Again, being gay doesn't eliminate the chance for parenthood or the progression of the family name, nor does being straight ensure the same.

I know you said you wouldn't be disappointed in the son, I'm just pointing out the other side of the argument.

TwAnKiEs
03-23-2009, 01:42 PM
I would blame the Miami Heat







seriously my goal is to see my children live a happy life, no matter what the situation is.

Kriz-Maxima
03-23-2009, 01:47 PM
I agree with the general sentiment, It wouldn't make a difference to me.

Drachen
03-23-2009, 04:25 PM
Again, being gay doesn't eliminate the chance for parenthood or the progression of the family name, nor does being straight ensure the same.

I know you said you wouldn't be disappointed in the son, I'm just pointing out the other side of the argument.

This is why I used the "likely" qualifier.
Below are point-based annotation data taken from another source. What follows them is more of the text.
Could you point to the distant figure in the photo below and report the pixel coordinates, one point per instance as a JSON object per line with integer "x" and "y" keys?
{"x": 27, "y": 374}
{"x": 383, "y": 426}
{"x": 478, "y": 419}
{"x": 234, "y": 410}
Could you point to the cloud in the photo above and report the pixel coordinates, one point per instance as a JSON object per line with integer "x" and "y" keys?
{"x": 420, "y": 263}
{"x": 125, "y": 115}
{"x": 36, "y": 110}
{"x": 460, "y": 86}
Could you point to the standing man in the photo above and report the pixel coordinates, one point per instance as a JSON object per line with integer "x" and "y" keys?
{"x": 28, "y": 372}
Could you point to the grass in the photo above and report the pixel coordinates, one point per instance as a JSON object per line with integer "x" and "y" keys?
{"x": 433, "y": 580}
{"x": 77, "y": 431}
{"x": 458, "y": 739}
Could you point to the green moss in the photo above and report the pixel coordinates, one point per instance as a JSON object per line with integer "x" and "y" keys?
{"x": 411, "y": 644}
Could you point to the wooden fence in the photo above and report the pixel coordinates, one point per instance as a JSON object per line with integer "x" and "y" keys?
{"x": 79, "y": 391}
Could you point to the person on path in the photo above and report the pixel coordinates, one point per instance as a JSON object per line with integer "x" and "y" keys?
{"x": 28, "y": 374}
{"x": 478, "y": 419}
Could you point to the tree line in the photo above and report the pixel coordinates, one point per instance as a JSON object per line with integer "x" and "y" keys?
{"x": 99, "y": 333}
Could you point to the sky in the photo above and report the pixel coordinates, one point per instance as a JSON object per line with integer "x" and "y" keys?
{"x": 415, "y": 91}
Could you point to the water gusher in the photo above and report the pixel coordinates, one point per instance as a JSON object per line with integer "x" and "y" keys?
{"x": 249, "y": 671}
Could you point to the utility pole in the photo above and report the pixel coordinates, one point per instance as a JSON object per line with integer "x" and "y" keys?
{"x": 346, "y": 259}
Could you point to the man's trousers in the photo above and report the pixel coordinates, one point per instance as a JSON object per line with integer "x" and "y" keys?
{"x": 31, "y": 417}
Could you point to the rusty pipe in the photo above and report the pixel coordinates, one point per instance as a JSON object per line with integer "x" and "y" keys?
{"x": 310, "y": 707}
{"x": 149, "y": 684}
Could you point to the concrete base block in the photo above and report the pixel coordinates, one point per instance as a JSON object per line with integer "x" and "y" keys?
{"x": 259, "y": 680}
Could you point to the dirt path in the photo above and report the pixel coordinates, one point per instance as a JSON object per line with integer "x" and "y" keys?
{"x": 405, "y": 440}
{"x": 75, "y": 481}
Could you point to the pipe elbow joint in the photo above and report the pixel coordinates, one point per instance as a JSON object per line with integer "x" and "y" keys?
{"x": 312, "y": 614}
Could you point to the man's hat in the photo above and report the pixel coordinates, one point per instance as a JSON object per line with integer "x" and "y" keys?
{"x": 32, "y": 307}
I realize there are surrogate mothers, and having a child before admitting to being gay, etc. But the likelihood of a gay son having a child greatly dwarfs the likelihood of a straight son having a child. Though neither is 100% one way or another.

Strike
03-23-2009, 04:33 PM
I don't have kids. But if I did, I'd probably be apprehensive about it at first, then I wouldn't care as long as he/she is happy with themselves. As far as the carrying on the family name shit, I couldn't care less. I was adopted. If my kid and mate chose to adopt and raise a family, I'd be happy that they'd choose to give an "unwanted" child a happy home.

And as long as I still get to make the occasional gay joke, I'm cool with it.

David Bowie
03-23-2009, 05:33 PM
I really don't think that I'd care. I have been surrounded by gay people for a long time, and theyre mostly great.

If I had a son though, I would make sure that he did understand that there truely is a high risk of HIV in the gay male community, and that it's not just a homophobic steryotype.